While Slade waited outside, I entered the cell. Julia Garrs sat primly on her bed. She smiled, and her violet-gray eyes sparkled with pleasure. “Charlotte! You’ve come back to see me! They said you wouldn’t, but I knew you would.”

“Hello, Julia.” Tears stung my eyes because she again reminded me so painfully of Anne. “I brought you a present.”

She tore open the wrappings. “Oh, I love candy! Thank you so much.”

“I wanted to thank you,” I said. “You saved my life.”

When Lord Palmerston had sent his troops to Bedlam, Julia had guided them to me. If not for her, I would have been murdered by Stieber.

She nodded as if she understood, even though I couldn’t tell her what had happened. I said, “If there’s anything I can do for you, please let me know.”

“Could you find my baby?” she asked. “And tell him that I’ll be with him soon?”

All I could say was that I promised I would. I pitied her, and I thanked God that Anne was at peace. I bid goodbye to Julia, then joined Slade in the corridor. He said, “Are you sure you want to do this?”

“Yes.” I had set off a chain of events, and I felt obligated to witness all the consequences.

The matron led us to another cell. Slade and I peered in the window. Niall Kavanagh crouched on the floor, dressed in pajamas, his red hair tousled; his spectacles had slipped down his nose. Pen in hand, he scribbled frantically on sheets of paper. His writings and diagrams looked like utter nonsense.

“He’s been doing that every day,” the matron said. The army had taken Kavanagh straight from the Crystal Palace to Bedlam. The doctors had removed the bullet that Slade had fired into his shoulder and stitched up the wound. They’d also discovered that he was suffering from pneumonia, not wool-sorter’s disease. He wasn’t going to die yet. “His ma and pa came to see him yesterday, and he got so violent we had to tie him up in a blanket gown.”

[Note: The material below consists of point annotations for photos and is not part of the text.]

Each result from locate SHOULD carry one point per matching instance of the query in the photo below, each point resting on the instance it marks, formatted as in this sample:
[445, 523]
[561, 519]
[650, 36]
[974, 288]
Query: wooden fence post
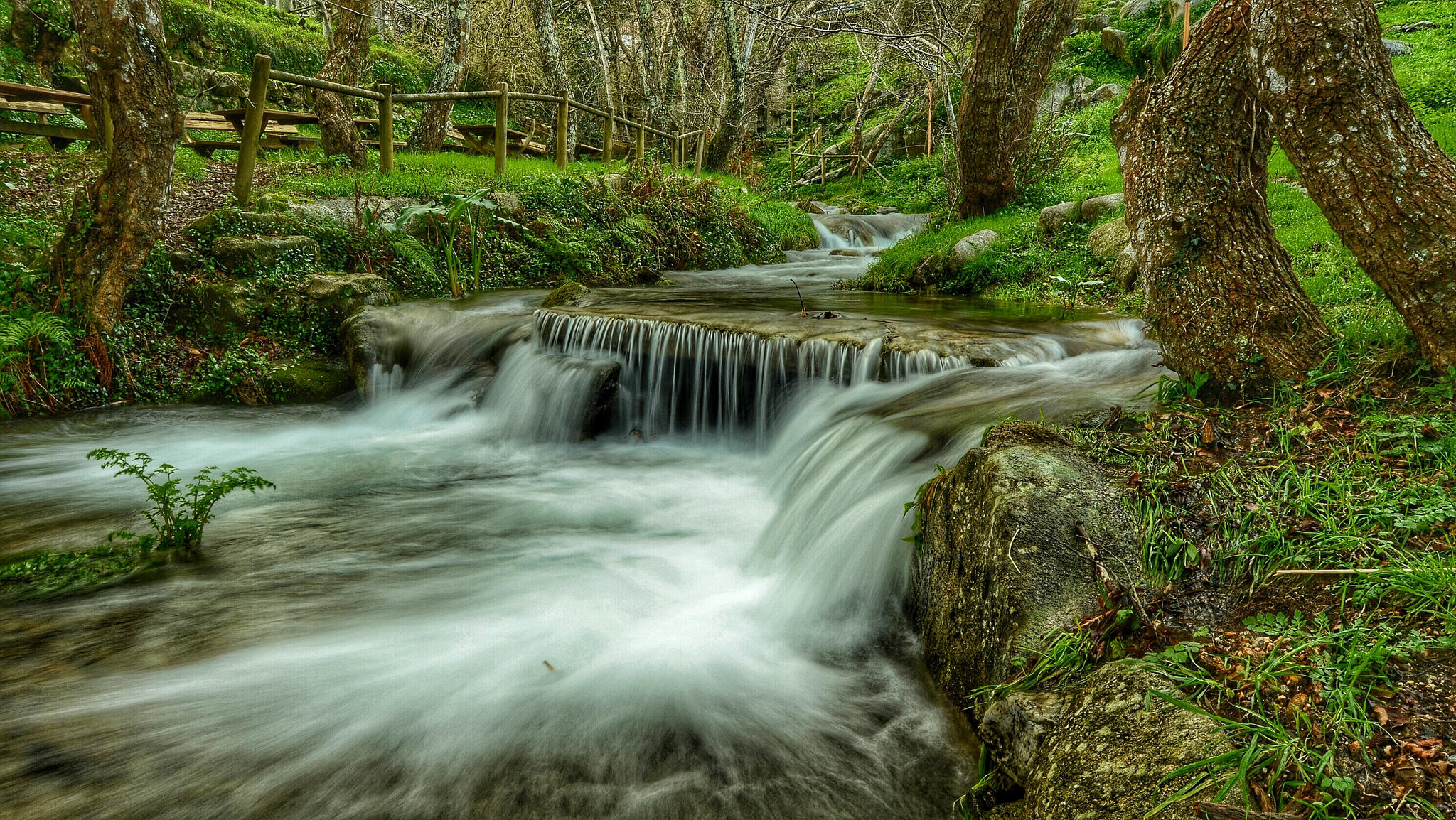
[562, 114]
[252, 129]
[386, 127]
[503, 108]
[609, 140]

I pitied Sir William and Lady Kavanagh. As I wondered what terrible new ideas he was formulating, Kavanagh looked up. His face was puffy, his gaze blurred. He didn’t seem aware of me. Then he bent his head over his papers and continued scribbling. My heart ached because I saw Branwell in him. But I took comfort from the fact that my brother had come to his senses and repented of his sins in the end, while Kavanagh had not.